There about 8 different heaps that the CLR uses:
Loader Heap: contains CLR structures and the type system
High Frequency Heap: statics, MethodTables, FieldDescs, interface map
Low Frequency Heap: EEClass, ClassLoader and lookup tables
Stub Heap: stubs for CAS, COM wrappers, P/Invoke
Large Object Heap: memory allocations that require more than 85k bytes
GC Heap: user allocated heap memory private to the app
JIT Code Heap: memory allocated by mscoreee (Execution Engine) and the JIT compiler for managed code
Process/Base Heap: interop/unmanaged allocations, native memory, etc
Finding what heap has high allocations can tell me if I have memory fragmentation, managed memory leaks, interop/unmanaged leaks, etc.
Knowing that you have 1MB (on x86)/ 4MB (on x64) of stack space allocated for each thread that your app uses reminds me that if I have 100 threads you will have an additional 100MB of virtual memory usage.
I had a client that had Citrix servers crashing with OutOfMemory problems, being unstable, slow responsiveness when their app was running on it in multiple sessions. After looking at the dump (I didn't have access to the server), I saw that there were over 700 threads being used by that instance of the app! Knowing the thread stack allocation, allowed me to correlate the OOMs were caused by the high thread usage.

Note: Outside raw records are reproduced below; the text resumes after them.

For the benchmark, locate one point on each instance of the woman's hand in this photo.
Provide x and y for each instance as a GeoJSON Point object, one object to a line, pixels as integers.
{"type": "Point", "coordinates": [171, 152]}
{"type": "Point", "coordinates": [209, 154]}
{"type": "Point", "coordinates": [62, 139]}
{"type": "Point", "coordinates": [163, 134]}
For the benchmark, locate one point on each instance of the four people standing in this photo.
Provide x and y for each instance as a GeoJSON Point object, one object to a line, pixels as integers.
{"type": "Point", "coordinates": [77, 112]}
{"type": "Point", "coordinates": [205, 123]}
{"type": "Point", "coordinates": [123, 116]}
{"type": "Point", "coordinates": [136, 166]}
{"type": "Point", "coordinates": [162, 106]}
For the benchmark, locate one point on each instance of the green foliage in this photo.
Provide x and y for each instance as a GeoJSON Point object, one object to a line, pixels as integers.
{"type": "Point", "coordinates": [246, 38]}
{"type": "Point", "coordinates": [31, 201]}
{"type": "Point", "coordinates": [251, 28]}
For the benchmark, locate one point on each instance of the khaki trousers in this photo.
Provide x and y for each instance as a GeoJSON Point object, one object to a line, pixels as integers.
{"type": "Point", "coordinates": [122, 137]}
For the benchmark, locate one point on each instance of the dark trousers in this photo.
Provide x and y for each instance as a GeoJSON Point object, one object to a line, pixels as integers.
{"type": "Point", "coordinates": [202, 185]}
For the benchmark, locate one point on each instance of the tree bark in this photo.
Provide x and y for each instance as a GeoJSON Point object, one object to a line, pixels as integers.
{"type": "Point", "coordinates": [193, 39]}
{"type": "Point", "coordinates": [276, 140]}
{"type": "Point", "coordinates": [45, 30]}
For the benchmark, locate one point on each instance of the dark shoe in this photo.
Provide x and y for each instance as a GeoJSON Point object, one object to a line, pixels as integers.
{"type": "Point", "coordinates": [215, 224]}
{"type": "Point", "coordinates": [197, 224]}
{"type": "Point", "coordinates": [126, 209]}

In short, because of what I do for my "role", it is invaluable knowledge to have. Of course even if you're not debugging memory dumps it never hurts either!
It certainly is helpful to understand the distinction when one is building compilers.
Here are a few articles I've written about how various issues in memory management impact the design and implementation of the C# language and the CLR:
http://blogs.msdn.com/ericlippert/archive/tags/Memory+Management/default.aspx
I don't think it matters if you're just building average business applications, which I think most .NET programmers are.
The books I've seen just mention stack and heap in passing as if memorizing this fact is something of monumental importance.
Personally, this is one of the very few technical questions that I ask every person I'm going to hire.
I feel that it is critical to understanding how to use the .NET framework (and most other languages). I never hire somebody who doesn't have a clear understanding of memory usage on the stack vs. the heap.
Without understanding this, it's almost impossible to understand the garbage collector, understand .NET performance characteristics, and many other critical development issues.
The important distinction is between reference types and value types. It's not true that "value types go on the stack, reference types go on the heap". Jon Skeet has written about this and so has Eric Lippert.
We had a Claim Entity (business Object) which contained data for an entire claim. One of the requirements of the application was to create an audit trail of every single value changed by the user. In order to this without hitting the database twice we would maintain Original Claim Entity in the form and a Working Claim Entity. The Working Claim Entity would get updated when the user clicked Save and we would then compare the Original Claim Entity properties with corresponding Working Claim Entity properties to determine what changed. One day we noticed hey our compare method is never finding a difference. This is where my understanding of the Stack and Heap saved my rear end (specifically value types vs reference types). Because we needed to maintain to copies of the same object in memory the developer simply created two objects
Dim originalClaim As ClaimBE
Dim workingClaim As ClaimBE
then called the business layer method to return the claim object and assigned the same claimBE to both variables
originalClaim = BLL.GetClaim()
workingClaim = originalClaim
hence two reference types pointing to the same value type. Nightmare averted.